# Thermo and Fluid Text For Thermo/Fluid Depth



## Tplot12 (Aug 12, 2009)

I have seen posts regarding bringing in Thermo and Fluid college texts for the Thermo/Fluid depth and I just wanted to see if there is a real benefit to doing this. What I am looking for specifically is, for example, yes they helped out in excess to the MERM or no they are too detailed and are a hindrance. I have been going through the Thermo chapters in the MERM and I feel as though I should have more detailed examples especially when it comes to Power Cycles. Thanks.


----------



## Agg97 (Aug 12, 2009)

Tplot12 said:


> I have seen posts regarding bringing in Thermo and Fluid college texts for the Thermo/Fluid depth and I just wanted to see if there is a real benefit to doing this. What I am looking for specifically is, for example, yes they helped out in excess to the MERM or no they are too detailed and are a hindrance. I have been going through the Thermo chapters in the MERM and I feel as though I should have more detailed examples especially when it comes to Power Cycles. Thanks.


I brought my college thermo text (moran &amp; shapiro) more as a crutch than anything else. I think MERM does an adequate job in explaining the various concepts in thermo and power cycles. But, I brought my college text just in case one of the "off the wall" questions was a thermo question that wasn't in MERM. I didn't use that text during my test, though. Still, the only thing I was penalized was a little extra weight in my box. No biggie.


----------



## Kephart P.E. (Aug 12, 2009)

Agg97 said:


> I brought my college thermo text (moran &amp; shapiro) more as a crutch than anything else. I think MERM does an adequate job in explaining the various concepts in thermo and power cycles. But, I brought my college text just in case one of the "off the wall" questions was a thermo question that wasn't in MERM. I didn't use that text during my test, though. Still, the only thing I was penalized was a little extra weight in my box. No biggie.

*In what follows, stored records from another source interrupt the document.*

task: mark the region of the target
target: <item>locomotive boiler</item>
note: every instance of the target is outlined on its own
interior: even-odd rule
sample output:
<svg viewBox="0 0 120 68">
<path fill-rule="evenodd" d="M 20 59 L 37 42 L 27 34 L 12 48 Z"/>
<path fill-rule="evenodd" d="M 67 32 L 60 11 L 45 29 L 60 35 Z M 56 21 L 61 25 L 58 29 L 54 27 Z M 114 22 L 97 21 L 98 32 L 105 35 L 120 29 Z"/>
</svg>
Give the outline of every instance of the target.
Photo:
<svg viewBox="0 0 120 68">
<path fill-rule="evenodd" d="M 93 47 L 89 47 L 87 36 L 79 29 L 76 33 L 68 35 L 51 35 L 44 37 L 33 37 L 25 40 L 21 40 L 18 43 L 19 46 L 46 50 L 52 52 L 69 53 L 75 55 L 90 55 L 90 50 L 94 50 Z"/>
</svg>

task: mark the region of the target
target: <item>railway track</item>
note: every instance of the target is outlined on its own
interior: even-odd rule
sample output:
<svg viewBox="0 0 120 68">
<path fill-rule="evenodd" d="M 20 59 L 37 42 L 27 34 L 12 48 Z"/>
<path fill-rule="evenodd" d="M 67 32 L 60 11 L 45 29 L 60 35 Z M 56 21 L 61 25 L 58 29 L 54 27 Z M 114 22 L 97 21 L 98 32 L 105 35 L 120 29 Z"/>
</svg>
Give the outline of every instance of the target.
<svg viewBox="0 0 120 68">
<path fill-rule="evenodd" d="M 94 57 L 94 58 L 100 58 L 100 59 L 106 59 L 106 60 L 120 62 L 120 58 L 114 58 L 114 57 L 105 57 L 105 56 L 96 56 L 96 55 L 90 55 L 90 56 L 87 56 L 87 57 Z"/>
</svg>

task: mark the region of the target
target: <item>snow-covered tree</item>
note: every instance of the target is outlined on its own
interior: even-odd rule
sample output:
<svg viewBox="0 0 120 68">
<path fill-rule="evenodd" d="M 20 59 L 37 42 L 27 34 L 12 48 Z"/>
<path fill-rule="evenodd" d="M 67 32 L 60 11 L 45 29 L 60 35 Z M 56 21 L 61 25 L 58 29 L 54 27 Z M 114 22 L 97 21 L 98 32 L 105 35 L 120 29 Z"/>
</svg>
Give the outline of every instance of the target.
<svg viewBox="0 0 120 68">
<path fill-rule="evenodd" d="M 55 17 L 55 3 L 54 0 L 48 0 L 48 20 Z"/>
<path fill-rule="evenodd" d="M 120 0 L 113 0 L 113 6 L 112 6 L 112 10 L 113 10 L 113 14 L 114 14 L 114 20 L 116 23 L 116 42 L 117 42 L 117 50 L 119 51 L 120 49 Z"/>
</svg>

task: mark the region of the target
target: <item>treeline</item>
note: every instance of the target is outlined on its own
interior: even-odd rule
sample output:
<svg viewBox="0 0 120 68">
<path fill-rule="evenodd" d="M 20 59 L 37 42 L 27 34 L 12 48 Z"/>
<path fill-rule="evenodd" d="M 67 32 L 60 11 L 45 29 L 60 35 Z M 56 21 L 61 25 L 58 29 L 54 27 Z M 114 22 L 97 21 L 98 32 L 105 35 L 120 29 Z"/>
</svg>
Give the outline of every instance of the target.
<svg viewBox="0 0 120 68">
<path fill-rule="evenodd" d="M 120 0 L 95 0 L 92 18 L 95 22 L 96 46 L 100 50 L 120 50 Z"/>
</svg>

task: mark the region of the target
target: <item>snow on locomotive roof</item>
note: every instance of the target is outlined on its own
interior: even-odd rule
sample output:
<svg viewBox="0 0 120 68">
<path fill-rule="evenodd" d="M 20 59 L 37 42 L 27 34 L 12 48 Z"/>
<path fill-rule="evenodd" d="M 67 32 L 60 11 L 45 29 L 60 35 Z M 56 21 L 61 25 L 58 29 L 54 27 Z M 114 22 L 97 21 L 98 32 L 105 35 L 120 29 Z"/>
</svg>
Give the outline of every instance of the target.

The MERM had all the subjects, but my college text (moran &amp; shapiro) had certain things I liked better and the reference tables were better IMHO.


----------



## jragg (Aug 20, 2009)

I relied almost completely on the MERM. It's pretty good as a fluids and thermo book, but it's lacking a bit in the heat transfer area. If you've got a heat transfer book from college, I'd bring it along. The practice exam (NCEES exam) that I took did have one question that didn't have an answer in the MERM.


----------



## Kephart P.E. (Aug 20, 2009)

jragg said:


> I relied almost completely on the MERM. It's pretty good as a fluids and thermo book, but it's lacking a bit in the heat transfer area. If you've got a heat transfer book from college, I'd bring it along. The practice exam (NCEES exam) that I took did have one question that didn't have an answer in the MERM.


I agree, I got some materials on Heat Transfer from a Prep Course and used it on the test. Mostly what I would suggest would be the information for Transient Heat Transfer and Convection Shape Factors.


----------